U.S. forces are still fighting in Iraq.

On August 8, 2014, the U.S. launched the first airstrikes against ISIS in Iraq from the USS George H.W. Bush.

Two-and-a-half years earlier, President Barack Obama had pulled all U.S. forces out of the country, declaring the war ver. Then-Defense Secretary Leon Panetta was there as the U.S. flag lowered.

He was uncomfortable with the move then and doesn’t want to repeat the same mistake twice.

“I think the United States is going to have to have a long-term presence both in Iraq and in Afghanistan if we’re going to maintain stability there,” Panetta said.

There is debate about when to mark the start of the U.S. military’s involvement in Iraq.

The U.S. effort in Iraq dates back to 1991, the first Gulf War. The U.S. Air Force has had a near constant presence in the skies above Iraq ever since.

On March 20, 2003, President George W. Bush announced the start of the war. U.S. shock and awe began and more than 90,000 U.S. troop set off their thunder run to Baghdad.

Saddam Hussein was found, tried and later hanged. The war devolved into a civil war between Sunnis, Shias and Kurds.

President Bush ordered the surge of 30,000 U.S. forces. American troop levels rose to 166,000 at its peak.

The leader of today’s ISIS movement, Abu Bakr Al Baghdadi, had been jailed by U.S. and Iraqi forces during those surge years. He launched his self-proclaimed caliphate in Mosul on July 4, 2014 – less than three years after the U.S. troops pulled out.

“When there is an absence of forces, that provides a vacuum and others can go in there.”

Now the U.S. has deployed about 5,000 American troops on the ground in Iraq, advising Iraqi forces and calling airstrikes.

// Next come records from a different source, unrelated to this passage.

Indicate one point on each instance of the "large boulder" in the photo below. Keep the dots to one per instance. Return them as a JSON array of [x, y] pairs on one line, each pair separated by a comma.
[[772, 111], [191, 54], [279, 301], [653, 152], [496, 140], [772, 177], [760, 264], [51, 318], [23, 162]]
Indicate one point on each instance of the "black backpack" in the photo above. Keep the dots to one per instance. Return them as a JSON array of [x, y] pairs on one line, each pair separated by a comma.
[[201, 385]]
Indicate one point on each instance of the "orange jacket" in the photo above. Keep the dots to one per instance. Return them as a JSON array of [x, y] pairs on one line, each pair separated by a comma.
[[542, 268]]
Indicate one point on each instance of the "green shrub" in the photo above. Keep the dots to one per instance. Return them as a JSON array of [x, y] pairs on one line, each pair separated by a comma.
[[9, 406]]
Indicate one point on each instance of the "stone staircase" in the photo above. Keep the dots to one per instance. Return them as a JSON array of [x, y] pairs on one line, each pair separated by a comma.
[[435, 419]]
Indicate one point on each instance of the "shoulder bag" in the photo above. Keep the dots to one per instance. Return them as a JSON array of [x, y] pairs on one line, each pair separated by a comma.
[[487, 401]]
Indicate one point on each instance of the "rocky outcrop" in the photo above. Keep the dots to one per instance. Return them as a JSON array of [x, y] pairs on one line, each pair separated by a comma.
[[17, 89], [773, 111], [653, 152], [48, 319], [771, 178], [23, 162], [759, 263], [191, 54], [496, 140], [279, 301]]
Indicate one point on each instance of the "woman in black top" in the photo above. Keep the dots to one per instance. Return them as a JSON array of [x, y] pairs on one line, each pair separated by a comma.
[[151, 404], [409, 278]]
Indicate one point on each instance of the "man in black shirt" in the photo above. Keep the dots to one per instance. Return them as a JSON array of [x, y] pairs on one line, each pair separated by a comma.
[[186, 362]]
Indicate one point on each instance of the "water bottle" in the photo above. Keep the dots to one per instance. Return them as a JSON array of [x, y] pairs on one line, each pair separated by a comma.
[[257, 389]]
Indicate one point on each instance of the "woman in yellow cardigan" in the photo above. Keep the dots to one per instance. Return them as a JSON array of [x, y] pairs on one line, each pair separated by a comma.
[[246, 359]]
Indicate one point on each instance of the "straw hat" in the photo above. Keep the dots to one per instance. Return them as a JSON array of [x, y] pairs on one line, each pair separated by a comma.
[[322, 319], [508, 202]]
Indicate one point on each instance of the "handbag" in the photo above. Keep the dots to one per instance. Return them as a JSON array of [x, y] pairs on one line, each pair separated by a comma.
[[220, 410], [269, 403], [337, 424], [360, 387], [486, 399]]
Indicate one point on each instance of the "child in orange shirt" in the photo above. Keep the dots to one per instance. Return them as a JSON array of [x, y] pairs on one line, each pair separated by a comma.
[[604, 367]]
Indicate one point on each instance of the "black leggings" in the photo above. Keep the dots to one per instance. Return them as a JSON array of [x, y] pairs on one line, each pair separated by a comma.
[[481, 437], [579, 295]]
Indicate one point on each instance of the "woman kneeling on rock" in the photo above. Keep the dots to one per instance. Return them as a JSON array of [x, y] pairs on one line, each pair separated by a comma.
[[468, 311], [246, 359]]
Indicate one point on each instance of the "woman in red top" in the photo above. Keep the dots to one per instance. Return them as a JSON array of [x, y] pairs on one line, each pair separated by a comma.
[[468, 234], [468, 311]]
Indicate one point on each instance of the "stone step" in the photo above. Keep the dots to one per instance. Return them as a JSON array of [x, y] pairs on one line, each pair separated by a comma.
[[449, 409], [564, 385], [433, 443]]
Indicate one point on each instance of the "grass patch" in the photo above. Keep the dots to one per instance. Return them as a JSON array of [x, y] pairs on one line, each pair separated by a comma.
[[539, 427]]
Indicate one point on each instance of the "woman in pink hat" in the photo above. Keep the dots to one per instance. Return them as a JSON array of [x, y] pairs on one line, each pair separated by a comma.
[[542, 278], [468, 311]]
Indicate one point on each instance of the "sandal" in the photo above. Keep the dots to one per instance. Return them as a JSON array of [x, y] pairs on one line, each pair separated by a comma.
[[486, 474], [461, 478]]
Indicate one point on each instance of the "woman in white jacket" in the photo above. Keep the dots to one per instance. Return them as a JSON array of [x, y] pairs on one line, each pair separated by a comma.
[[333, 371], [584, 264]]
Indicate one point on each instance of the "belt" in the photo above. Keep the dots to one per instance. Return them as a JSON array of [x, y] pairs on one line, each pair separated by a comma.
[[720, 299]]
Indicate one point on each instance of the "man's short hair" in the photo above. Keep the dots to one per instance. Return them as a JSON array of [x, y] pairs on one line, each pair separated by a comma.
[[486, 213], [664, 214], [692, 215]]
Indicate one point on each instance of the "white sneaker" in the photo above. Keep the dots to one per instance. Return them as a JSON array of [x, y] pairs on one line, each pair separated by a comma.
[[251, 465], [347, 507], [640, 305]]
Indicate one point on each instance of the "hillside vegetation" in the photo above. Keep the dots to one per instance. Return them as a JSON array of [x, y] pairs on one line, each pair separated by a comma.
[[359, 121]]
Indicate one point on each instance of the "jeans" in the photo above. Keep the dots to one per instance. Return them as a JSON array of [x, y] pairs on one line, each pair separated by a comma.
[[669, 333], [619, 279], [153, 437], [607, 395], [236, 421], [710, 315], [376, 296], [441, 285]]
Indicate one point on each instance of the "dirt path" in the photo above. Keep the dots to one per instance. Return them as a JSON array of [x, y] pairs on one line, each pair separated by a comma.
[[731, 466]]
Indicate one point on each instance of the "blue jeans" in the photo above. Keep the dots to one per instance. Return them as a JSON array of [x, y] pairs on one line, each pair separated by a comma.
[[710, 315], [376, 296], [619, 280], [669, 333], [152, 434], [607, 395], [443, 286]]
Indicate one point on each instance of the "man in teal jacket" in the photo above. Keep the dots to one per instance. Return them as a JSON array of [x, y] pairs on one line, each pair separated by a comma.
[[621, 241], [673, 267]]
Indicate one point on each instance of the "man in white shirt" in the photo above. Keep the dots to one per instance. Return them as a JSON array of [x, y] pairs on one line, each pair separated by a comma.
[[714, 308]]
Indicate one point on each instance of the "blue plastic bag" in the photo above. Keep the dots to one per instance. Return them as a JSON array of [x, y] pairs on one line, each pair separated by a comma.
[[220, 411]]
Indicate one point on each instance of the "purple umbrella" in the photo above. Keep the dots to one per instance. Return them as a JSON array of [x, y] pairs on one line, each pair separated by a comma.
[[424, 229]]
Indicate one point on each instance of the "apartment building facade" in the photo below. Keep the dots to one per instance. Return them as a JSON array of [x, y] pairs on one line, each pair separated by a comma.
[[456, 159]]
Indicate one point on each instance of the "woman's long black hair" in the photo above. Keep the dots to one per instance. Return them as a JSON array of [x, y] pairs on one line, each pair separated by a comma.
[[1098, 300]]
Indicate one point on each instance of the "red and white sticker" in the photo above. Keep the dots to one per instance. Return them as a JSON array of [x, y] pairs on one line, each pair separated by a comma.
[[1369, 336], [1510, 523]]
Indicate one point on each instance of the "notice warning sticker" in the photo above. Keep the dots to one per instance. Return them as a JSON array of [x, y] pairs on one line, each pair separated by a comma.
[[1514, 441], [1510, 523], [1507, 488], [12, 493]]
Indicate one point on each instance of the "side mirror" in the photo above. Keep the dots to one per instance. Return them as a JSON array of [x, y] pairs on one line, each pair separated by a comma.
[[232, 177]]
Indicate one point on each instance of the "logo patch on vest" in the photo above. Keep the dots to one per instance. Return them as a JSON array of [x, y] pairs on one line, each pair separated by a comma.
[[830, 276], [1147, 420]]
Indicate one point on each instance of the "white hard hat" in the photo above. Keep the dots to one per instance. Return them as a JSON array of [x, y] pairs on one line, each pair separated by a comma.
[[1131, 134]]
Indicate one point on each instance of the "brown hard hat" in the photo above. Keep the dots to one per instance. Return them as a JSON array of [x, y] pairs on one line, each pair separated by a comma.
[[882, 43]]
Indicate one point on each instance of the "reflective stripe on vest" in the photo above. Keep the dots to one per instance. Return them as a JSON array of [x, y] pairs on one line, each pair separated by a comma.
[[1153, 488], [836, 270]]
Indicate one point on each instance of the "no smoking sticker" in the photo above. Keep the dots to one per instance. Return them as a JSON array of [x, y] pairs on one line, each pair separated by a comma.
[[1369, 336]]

Another 1,000 U.S. troops are doing the same in neighboring Syria.

Defense Secretary James Mattis said the plan is to surround ISIS.

“We carry out the annihilation campaign, so we don’t simply transplant this problem from one location to another,” Secretary Mattis said.

Nearly 4,500 U.S. troops were killed in Iraq from 2003 to 2011. More than 30,000 were wounded.

Right now, the USS George H.W. Bush – the same aircraft carrier strike group that launched the first strikes against ISIS – is poised in the Mediterranean to respond should the president order another strike, should Assad use chemical weapons again.